All of that American pampering makes grocery shopping and eating in feel pretty daunting when you go abroad. During my first week, I felt hyper-conscious of food. I knew I was eating out all the time, and I was scared about finding a real grocery store (as opposed to the very European day markets, the gas station-adjacent pop-ups, and the random bread and cheese shops).
Here’s my one stop guide to figuring it all out––and fast.
Step One: Prepare for your country’s cuisine norms.
When I tell you that the dinner options in Italy are pasta or meat… I mean it. Grocery stores here house little to no “college food” staples. Frozen food sections are very small and oftentimes mostly vegetarian or vegan. Boxed meal additions like Idaho potatoes or Hamburger Helper are nonexistent (unless that boxed item is––you guessed it––pasta).
When the things you know how to make or are simply homesick for are unavailable, don’t panic. You’d be surprised with how many similarities there really are.
Step Two: Go back to the basics.
I’ll admit it! My favorite comfort college meal after a long day of classes and rehearsals is… Drumroll please… Kraft mac and cheese, Tyson chicken nuggets, and some veggies. A perfect Kindergarten lunch. No, I’m not proud of it. But it was easy and never failed to ease my stress. Food therapy: it’s real.
But worry not! Once you get into a rhythm, you won’t miss those nasty mac and cheese dinners anyway. Or, not too much.
What I suggest is analyze what nutrients you feel like you’re missing (for me it was protein and an overall lack of vegetables). Next, buy your simple ingredients. This might be potatoes, onions, garlic, eggs, and the like as well as spices and oils. This alone was really helpful, especially for easier meals. I know how to make a mean egg sandwich and potatoes.
Once you figure out what small, simple things you can make, then you can venture to more complicated dishes. I made homemade onion rings and fries just because my friends and I were craving them. But, this doesn’t neglect the culture you’re staying in, either! We’re still trying to find the perfect places for the best caprese salad possible.
Step Three: Living in a metropolitan area
Oh Hope College. Who knew I would be so grateful for those late-night Meijer trips for ice cream or post-rehearsal grocery hauls? Quick and easy, they were (in true American fashion, of course).
Here, I have the choice of two grocery stores: Todis or Conad. (Personally, I am a Todis girl all the way, but I would never tarnish the Conad name.) Both are a 10-12 minute walk from my apartment building and the walk back from both is uphill. When I tell you to invest in a shopping cart––I mean it!

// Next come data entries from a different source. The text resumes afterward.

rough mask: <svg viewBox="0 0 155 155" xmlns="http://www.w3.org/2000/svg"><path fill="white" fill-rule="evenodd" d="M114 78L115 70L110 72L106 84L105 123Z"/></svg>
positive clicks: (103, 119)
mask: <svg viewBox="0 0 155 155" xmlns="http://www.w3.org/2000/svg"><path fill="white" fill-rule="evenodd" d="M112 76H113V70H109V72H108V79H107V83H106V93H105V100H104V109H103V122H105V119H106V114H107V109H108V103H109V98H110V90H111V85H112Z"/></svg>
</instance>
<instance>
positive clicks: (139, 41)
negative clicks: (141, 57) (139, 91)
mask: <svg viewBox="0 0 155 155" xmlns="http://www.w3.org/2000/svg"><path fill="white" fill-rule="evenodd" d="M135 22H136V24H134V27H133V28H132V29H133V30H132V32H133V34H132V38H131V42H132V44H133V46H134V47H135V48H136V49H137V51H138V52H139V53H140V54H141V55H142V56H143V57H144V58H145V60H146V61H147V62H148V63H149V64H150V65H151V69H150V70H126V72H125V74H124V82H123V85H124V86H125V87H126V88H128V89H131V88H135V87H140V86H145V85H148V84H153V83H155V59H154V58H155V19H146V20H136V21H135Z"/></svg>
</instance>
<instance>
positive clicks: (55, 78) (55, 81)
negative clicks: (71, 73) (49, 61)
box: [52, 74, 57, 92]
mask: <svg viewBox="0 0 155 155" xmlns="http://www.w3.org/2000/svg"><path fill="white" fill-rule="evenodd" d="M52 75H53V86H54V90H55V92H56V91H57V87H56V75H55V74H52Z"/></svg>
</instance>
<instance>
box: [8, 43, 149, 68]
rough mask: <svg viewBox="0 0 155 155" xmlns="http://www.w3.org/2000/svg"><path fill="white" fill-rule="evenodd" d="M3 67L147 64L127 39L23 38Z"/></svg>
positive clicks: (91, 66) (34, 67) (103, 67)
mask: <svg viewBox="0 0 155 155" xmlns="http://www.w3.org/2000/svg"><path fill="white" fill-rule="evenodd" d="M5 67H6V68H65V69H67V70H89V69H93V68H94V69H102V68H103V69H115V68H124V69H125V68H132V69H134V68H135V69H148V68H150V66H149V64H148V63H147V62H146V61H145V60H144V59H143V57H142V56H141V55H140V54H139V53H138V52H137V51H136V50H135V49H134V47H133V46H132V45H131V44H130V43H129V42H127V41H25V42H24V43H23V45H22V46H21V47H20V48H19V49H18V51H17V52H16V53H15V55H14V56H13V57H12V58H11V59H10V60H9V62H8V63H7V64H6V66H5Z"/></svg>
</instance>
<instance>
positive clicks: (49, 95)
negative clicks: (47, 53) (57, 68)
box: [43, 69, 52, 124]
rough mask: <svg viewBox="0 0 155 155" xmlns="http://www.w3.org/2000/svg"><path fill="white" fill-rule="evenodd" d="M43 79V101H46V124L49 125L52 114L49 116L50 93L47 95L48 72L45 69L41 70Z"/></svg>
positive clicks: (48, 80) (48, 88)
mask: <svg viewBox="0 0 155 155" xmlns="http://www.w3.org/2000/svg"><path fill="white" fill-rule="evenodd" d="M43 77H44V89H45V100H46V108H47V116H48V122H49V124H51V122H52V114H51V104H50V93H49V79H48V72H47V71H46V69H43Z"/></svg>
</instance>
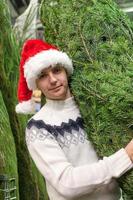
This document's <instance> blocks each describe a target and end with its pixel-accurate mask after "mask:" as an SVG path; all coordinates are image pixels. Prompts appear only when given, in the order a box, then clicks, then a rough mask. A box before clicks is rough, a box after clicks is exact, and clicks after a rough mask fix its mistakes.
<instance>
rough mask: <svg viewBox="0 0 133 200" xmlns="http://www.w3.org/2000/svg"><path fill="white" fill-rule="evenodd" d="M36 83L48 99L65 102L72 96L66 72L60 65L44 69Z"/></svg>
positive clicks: (40, 89)
mask: <svg viewBox="0 0 133 200" xmlns="http://www.w3.org/2000/svg"><path fill="white" fill-rule="evenodd" d="M36 83H37V86H38V89H40V90H41V91H42V93H43V94H44V95H45V97H46V98H47V99H53V100H65V99H67V98H69V97H70V96H71V93H70V89H69V86H68V78H67V74H66V71H65V69H64V68H63V67H61V66H59V65H57V66H55V67H48V68H46V69H44V70H43V71H42V72H41V74H40V75H39V76H38V79H37V81H36Z"/></svg>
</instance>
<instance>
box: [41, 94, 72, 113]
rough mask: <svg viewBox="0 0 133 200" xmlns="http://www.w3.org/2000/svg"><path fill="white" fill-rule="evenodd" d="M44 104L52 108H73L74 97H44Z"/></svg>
mask: <svg viewBox="0 0 133 200" xmlns="http://www.w3.org/2000/svg"><path fill="white" fill-rule="evenodd" d="M45 106H47V107H49V108H51V109H54V110H61V109H63V110H64V109H69V108H73V107H75V106H76V103H75V100H74V97H73V96H72V97H69V98H68V99H65V100H51V99H46V104H45Z"/></svg>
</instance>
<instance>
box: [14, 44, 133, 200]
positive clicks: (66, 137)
mask: <svg viewBox="0 0 133 200" xmlns="http://www.w3.org/2000/svg"><path fill="white" fill-rule="evenodd" d="M72 72H73V66H72V62H71V60H70V58H69V57H68V56H67V54H66V53H63V52H61V51H59V50H58V49H57V48H56V47H54V46H53V45H49V44H47V43H45V42H43V41H41V40H28V41H27V42H26V43H25V45H24V47H23V50H22V56H21V62H20V79H19V87H18V97H19V101H20V103H19V104H18V105H17V107H16V111H17V112H23V113H29V112H31V111H32V112H33V111H34V110H35V108H34V106H35V103H34V101H33V98H32V91H33V90H34V89H36V88H38V89H40V90H41V91H42V93H43V94H44V96H45V97H46V104H45V105H44V106H43V107H42V108H41V110H40V111H39V112H37V113H36V114H35V115H34V116H33V117H32V118H31V119H30V120H29V122H28V124H27V128H26V143H27V147H28V150H29V153H30V155H31V157H32V159H33V160H34V162H35V164H36V166H37V167H38V169H39V171H40V172H41V173H42V175H43V176H44V177H45V180H46V184H47V191H48V194H49V198H50V200H69V199H76V200H118V199H119V198H120V189H119V187H118V185H117V182H116V181H115V178H118V177H120V176H121V175H122V174H124V173H125V172H127V171H128V170H130V169H131V168H133V163H132V160H133V142H132V141H131V142H130V143H129V144H128V145H127V147H126V148H125V149H124V148H123V149H120V150H119V151H118V152H116V153H115V154H113V155H111V156H109V157H104V158H103V160H98V157H97V155H96V153H95V150H94V148H93V146H92V145H91V143H90V141H88V140H87V137H86V133H85V132H84V124H83V120H82V118H81V115H80V112H79V109H78V107H77V105H76V103H75V101H74V97H73V96H72V94H71V91H70V88H69V85H68V81H69V77H70V76H71V74H72Z"/></svg>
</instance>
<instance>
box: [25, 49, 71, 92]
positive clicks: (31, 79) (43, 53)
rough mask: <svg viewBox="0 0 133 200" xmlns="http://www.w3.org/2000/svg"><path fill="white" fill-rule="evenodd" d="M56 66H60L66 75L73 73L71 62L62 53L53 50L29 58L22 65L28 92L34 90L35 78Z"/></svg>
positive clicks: (35, 55)
mask: <svg viewBox="0 0 133 200" xmlns="http://www.w3.org/2000/svg"><path fill="white" fill-rule="evenodd" d="M56 64H62V65H63V66H64V68H65V69H66V70H67V72H68V74H72V73H73V65H72V61H71V59H70V58H69V57H68V55H67V54H66V53H64V52H61V51H58V50H55V49H50V50H44V51H41V52H40V53H37V54H36V55H35V56H33V57H31V58H29V59H28V60H27V61H26V63H25V64H24V76H25V78H26V82H27V85H28V88H29V89H30V90H34V89H36V79H37V76H38V75H39V74H40V73H41V71H42V70H43V69H45V68H47V67H49V66H53V65H56Z"/></svg>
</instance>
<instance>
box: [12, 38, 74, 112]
mask: <svg viewBox="0 0 133 200" xmlns="http://www.w3.org/2000/svg"><path fill="white" fill-rule="evenodd" d="M56 64H61V65H63V66H64V68H65V69H66V70H67V72H68V74H69V75H70V74H72V73H73V65H72V61H71V59H70V58H69V57H68V55H67V54H66V53H64V52H62V51H59V50H58V48H57V47H55V46H54V45H51V44H48V43H46V42H44V41H42V40H40V39H30V40H27V41H26V42H25V44H24V46H23V48H22V52H21V60H20V70H19V72H20V77H19V82H18V101H19V104H18V105H17V106H16V112H17V113H24V114H29V113H35V102H34V101H33V99H32V92H33V90H35V89H37V86H36V79H37V77H38V75H39V74H40V73H41V71H42V70H43V69H45V68H47V67H49V66H55V65H56Z"/></svg>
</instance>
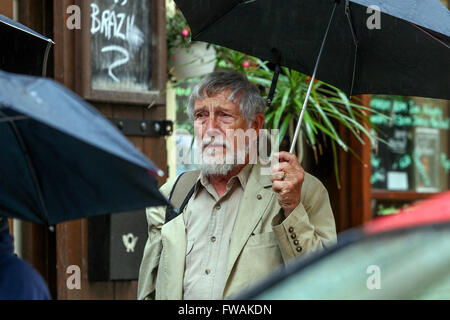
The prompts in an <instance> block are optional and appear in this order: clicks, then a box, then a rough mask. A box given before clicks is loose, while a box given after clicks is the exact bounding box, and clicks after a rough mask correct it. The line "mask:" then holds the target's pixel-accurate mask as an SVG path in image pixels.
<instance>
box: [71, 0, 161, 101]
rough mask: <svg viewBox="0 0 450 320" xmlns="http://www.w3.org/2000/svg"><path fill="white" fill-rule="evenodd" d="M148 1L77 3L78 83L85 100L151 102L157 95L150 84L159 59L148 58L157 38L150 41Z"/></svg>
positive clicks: (151, 55) (154, 15)
mask: <svg viewBox="0 0 450 320" xmlns="http://www.w3.org/2000/svg"><path fill="white" fill-rule="evenodd" d="M153 2H154V1H151V0H143V1H131V0H84V1H83V8H82V14H83V20H82V21H83V30H82V33H83V36H82V37H83V40H82V47H83V49H82V53H81V54H82V62H81V64H82V68H83V70H82V73H83V75H82V80H81V84H80V85H81V86H82V92H83V95H84V96H85V98H87V99H91V100H101V101H108V102H109V101H112V102H114V101H119V102H132V103H148V104H150V103H153V102H154V101H153V100H155V98H156V97H157V96H158V93H159V92H158V90H155V88H153V85H152V84H153V83H154V82H155V81H154V75H153V73H154V70H152V66H154V65H155V64H156V63H155V62H158V60H159V59H161V57H154V55H155V53H156V51H155V45H154V44H155V42H158V41H159V42H160V39H154V36H155V35H157V33H156V32H155V30H154V29H155V27H154V26H155V23H154V21H153V20H154V19H155V14H154V12H153V11H154V3H153ZM159 11H161V10H159ZM156 19H157V18H156ZM164 58H165V57H164ZM156 89H158V88H156Z"/></svg>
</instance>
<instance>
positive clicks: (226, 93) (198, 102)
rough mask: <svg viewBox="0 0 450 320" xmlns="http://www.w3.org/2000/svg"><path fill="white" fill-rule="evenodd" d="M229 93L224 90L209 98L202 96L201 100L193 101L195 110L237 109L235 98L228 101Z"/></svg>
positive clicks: (212, 94)
mask: <svg viewBox="0 0 450 320" xmlns="http://www.w3.org/2000/svg"><path fill="white" fill-rule="evenodd" d="M231 93H232V92H231V90H230V89H224V90H221V91H219V92H217V93H215V94H212V95H209V96H206V95H204V97H203V98H200V99H196V100H195V108H202V107H210V106H212V107H224V106H227V107H239V106H238V101H236V100H237V99H236V97H234V99H230V96H231Z"/></svg>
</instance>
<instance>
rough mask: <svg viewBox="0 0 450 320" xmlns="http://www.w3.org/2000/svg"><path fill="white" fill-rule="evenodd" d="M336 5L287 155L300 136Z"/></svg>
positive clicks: (292, 148)
mask: <svg viewBox="0 0 450 320" xmlns="http://www.w3.org/2000/svg"><path fill="white" fill-rule="evenodd" d="M338 3H339V1H338V0H335V2H334V5H333V11H332V12H331V16H330V20H329V21H328V26H327V29H326V31H325V35H324V37H323V40H322V45H321V47H320V51H319V54H318V56H317V60H316V65H315V66H314V71H313V74H312V76H311V79H310V82H309V86H308V91H307V92H306V96H305V102H304V103H303V107H302V111H301V112H300V116H299V119H298V122H297V127H296V128H295V133H294V137H293V138H292V143H291V148H290V149H289V153H293V152H294V149H295V146H296V144H297V138H298V135H299V134H300V128H301V125H302V120H303V115H304V113H305V110H306V107H307V105H308V101H309V96H310V95H311V89H312V86H313V84H314V80H315V78H316V73H317V69H318V68H319V64H320V58H321V56H322V52H323V48H324V47H325V43H326V41H327V37H328V32H329V31H330V27H331V22H332V21H333V17H334V13H335V11H336V7H337V5H338Z"/></svg>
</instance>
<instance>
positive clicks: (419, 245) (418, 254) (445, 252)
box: [236, 191, 450, 300]
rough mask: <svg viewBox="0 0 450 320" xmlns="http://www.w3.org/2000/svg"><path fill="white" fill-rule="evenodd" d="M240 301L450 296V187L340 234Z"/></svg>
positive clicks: (346, 298)
mask: <svg viewBox="0 0 450 320" xmlns="http://www.w3.org/2000/svg"><path fill="white" fill-rule="evenodd" d="M236 298H237V299H262V300H280V299H283V300H297V299H329V300H334V299H450V191H447V192H445V193H441V194H439V195H436V196H434V197H432V198H430V199H429V200H426V201H422V202H419V203H417V204H415V205H413V206H411V207H408V208H406V209H402V210H401V211H399V212H398V213H397V214H393V215H390V216H385V217H380V218H376V219H374V220H372V221H371V222H369V223H367V224H366V225H364V226H362V227H361V228H357V229H352V230H349V231H346V232H344V233H342V234H340V235H338V243H337V245H336V246H334V247H332V248H329V249H328V250H326V251H324V252H321V253H319V254H316V255H312V256H310V257H307V258H304V259H299V260H295V261H293V262H292V263H289V264H288V265H287V266H285V267H284V266H283V267H281V268H280V269H279V270H277V271H276V272H274V274H272V275H271V276H270V277H269V278H267V279H265V280H263V281H262V282H261V283H258V284H256V285H255V286H254V287H252V288H251V289H249V290H248V291H246V292H244V293H242V294H241V295H240V296H238V297H236Z"/></svg>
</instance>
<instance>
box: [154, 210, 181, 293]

No, I don’t mean an actual shopping cart. I mean one of those two-wheeled rolly bags that old ladies push around New York City holding who knows what. Yes, those. They are an absolute lifesaver for big grocery trips and even the ones where all you’re getting is popcorn and gelato. The ones my roommate and I got were about €14 each and well worth the price.
Step Four: Eat!
Just make sure you are taking care of yourself and nourishing your body. It’s easy to stress out about money since work study or other on and off campus jobs aren’t really an attainable thing when you’re abroad (unless, of course, you’re an Off Campus Study Blogger). Don’t let that cloud your eating habits. It is possible to still be a cheap meal prepping college student here, it’s just a little bit different.
You can do it! Now, I’m going to make some caprese and an egg sandwich. Buona serata!